¡Papá, tengo párkinson!

 

¡Papá, tengo párkinson! Le dije a mi padre por teléfono. Y me puse a llorar.  Normalmente una noticia como ésta la comunican los padres jubilados a los hijos, pero la normalidad no equivale a la totalidad. Y nosotras, que tenemos Parkinson de Inicio Temprano, lo sabemos muy bien.

La enfermedad en sí no me vino por sorpresa. La sorpresa fue, sin duda, el momento. De niña, ya me pregunté si de mayor tendría párkinson, como mi abuela.

Pero entonces no intuía, ni sospechaba, ni me podía llegar a imaginar que el párkinson me llegaría a los cuarenta años, justo cuando estaba aprendiendo el oficio de ser madre. Apenas seis años después de que se lo diagnosticaran a mi padre.

Y menos aún, me imaginaba, que tardaría más de dos años en tener un diagnóstico.  Dos años de sufrir síntomas cada vez más graves, incrementados por la impotencia y la incertidumbre, hasta el punto de casi no poder caminar.  Ahora parece que eso hace siglos que ocurrió.

Entonces la desesperación me llevó a buscar una salida y una explicación en la acupuntura, la osteopatía, la traumatología, incluso en los antidepresivos, por si acaso era un problema de somatización.  Una prueba neurológica que ya no recuerdo, finalmente, confirmó un diagnóstico concluyente, y aunque no os lo creáis, en el fondo fue bien recibido, porque significaba poner fin a un calvario de interrogantes y de bloqueos. 

Para evitar que se repitan situaciones como ésta, en las que un diagnóstico a priori de fácil detección clínica se convierte en una maratón interminable de pruebas y ensayos, me atrevo a decir que es imprescindible que el párkinson de inicio temprano adquiera más relevancia pública, tanto en hombres como en mujeres. En eso estamos.

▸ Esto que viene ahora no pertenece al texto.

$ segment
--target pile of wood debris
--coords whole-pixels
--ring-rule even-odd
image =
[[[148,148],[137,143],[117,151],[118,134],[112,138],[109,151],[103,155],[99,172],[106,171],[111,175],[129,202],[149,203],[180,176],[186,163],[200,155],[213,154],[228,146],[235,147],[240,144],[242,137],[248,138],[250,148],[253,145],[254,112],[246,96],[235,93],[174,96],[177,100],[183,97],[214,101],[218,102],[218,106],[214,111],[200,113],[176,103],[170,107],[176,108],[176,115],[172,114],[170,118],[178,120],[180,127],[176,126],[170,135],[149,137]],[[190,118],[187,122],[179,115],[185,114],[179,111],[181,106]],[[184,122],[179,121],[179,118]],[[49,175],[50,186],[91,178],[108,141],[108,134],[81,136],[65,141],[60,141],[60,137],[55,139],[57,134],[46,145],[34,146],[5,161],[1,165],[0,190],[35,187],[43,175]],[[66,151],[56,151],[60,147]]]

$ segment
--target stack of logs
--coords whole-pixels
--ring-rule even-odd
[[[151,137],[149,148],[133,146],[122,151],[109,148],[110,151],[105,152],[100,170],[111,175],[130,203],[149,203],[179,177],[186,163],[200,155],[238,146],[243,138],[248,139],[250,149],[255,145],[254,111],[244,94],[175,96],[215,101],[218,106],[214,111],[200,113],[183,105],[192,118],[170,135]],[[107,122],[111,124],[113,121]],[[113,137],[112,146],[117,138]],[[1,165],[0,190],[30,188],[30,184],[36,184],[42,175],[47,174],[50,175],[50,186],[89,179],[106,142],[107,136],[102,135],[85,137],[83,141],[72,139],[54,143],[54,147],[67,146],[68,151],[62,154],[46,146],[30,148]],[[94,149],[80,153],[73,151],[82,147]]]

Mi hijo a veces me pregunta si él también tendrá párkinson. Yo le respondo que no se preocupe, que cuando él será mayor ya habrán encontrado la cura. La verdad es que es una de esas cosas que decimos las madres para proteger del dolor y la tristeza a nuestros vástagos. También es verdad que carecemos de la certeza de que eso va a ser así.

Me gustaría pensar que estoy en lo cierto y que médicos y farmacéuticos están investigando con mucho empeño para descubrir el origen de este mal antes de que mi hijo, si es el caso, desarrolle la enfermedad. Pero no lo veo tan claro. Y entonces surge el desasosiego. El desasosiego de empatizar con el sufrimiento de mi padre cuando le llamé ese día de junio de 2013.  En ese estado de desasosiego a veces aparecen temores y retazos de imágenes futuras en las que mi hijo me llama por teléfono para decirme: ¡Mamá, tengo párkinson!